Inspecting response headers

The response.headers property is a dictionary-like object that contains metadata about the response, including content type, caching rules, and server info. Example:

print(response.headers.get('Content-Type'))

Knowing the content type helps decide whether to use response.text or response.json() when handling the body.

Reading the response body

For textual responses (HTML, plain text) use response.text. For JSON APIs, requests can parse the JSON into Python structures:

# HTML / plain text
print(response.text[:500])  # preview first 500 characters

# JSON response
api_resp = requests.get('https://api.example.com/data')
if api_resp.headers.get('Content-Type','').startswith('application/json'):
    data = api_resp.json()    # dict / list
    print(data)

Passing query parameters (params)

Rather than concatenating parameters into the URL, pass a params dictionary. This is the recommended way to build GET queries with python http requests.

params = {'q': 'python requests tutorial', 'page': 1}
search = requests.get('https://api.example.com/search', params=params)
print(search.url)   # URL with encoded query string
print(search.status_code)

Sending data with POST

To send data to an API endpoint, use requests.post. You can send form-encoded data or JSON payloads. Example:

# Form-encoded
payload = {'username': 'alice', 'password': 'secret'}
resp = requests.post('https://api.example.com/login', data=payload)

# JSON body
resp_json = requests.post('https://api.example.com/items', json={'name':'notebook', 'price':9.99})
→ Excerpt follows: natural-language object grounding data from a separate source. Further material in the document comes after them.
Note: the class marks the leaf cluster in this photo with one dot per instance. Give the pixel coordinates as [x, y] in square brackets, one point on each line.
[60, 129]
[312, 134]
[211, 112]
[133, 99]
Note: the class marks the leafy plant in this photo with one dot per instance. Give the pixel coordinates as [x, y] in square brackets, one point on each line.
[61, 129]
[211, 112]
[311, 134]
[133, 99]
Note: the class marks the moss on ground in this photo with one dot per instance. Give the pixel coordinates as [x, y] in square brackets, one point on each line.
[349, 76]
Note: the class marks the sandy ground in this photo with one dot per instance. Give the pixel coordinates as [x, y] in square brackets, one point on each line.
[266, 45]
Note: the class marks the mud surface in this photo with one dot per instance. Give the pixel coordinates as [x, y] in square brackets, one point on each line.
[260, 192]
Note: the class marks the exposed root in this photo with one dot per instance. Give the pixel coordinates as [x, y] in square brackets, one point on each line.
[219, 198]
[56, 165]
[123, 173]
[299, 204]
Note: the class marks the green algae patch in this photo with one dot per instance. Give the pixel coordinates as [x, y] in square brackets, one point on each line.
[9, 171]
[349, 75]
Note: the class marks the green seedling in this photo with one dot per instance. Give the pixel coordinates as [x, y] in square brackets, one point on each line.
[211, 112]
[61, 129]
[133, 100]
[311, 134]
Handling timeouts and simple retries

Always set a timeout to avoid hanging requests. For basic retry behavior, implement a retry loop or use requests.adapters with urllib3 Retry. Here is a straightforward retry loop:

import time

def get_with_retries(url, attempts=3, timeout=5):
    for i in range(attempts):
        try:
            r = requests.get(url, timeout=timeout)
            r.raise_for_status()
            return r
        except requests.RequestException as e:
            if i == attempts - 1:
                raise
            time.sleep(2 ** i)  # exponential backoff

result = get_with_retries('https://api.example.com/resource')

Example: calling a translation API with params and JSON

Below is a generic pattern showing how to call a translation-style API with query parameters and then parse the JSON response. Replace API_KEY and endpoint with your provider details.

API_KEY = 'your_api_key_here'
endpoint = 'https://api.translate.example/translate'
params = {
    'key': API_KEY,
    'text': 'Hello',
    'lang': 'en-es'
}
resp = requests.get(endpoint, params=params, timeout=10)
if resp.ok:
    payload = resp.json()
    # payload might be {'code':200, 'lang':'en-es', 'text':['Hola']}
    translated = payload.get('text', [None])[0]
    print(translated)
else:
    print('Translate API error', resp.status_code)

Remember that API keys should be kept secret. Netalith not hard-code keys in public repositories.

Checking response status codes in detail

Sometimes APIs return helpful error codes or messages in the response body. Use response.status_code to branch logic and response.json() to extract error details when content type is JSON.

Best practices and next steps

  • Prefer requests.get(..., params=...) and requests.post(..., json=...) over manual string concatenation.
  • Always set timeouts and handle exceptions from requests to build resilient python api requests.
  • Log request URLs and status codes for debugging, but never log secrets like API keys.
  • For production-grade retry behavior, use requests.adapters.HTTPAdapter with urllib3.util.retry.Retry.

Conclusion

This python requests tutorial covered how to use the requests library python developers rely on for HTTP interactions: installing with pip install requests, making GET and POST requests, inspecting status codes and headers, parsing JSON responses, and basic timeout and retry techniques. Use these patterns as a foundation for working with REST APIs and integrating third-party services into your applications.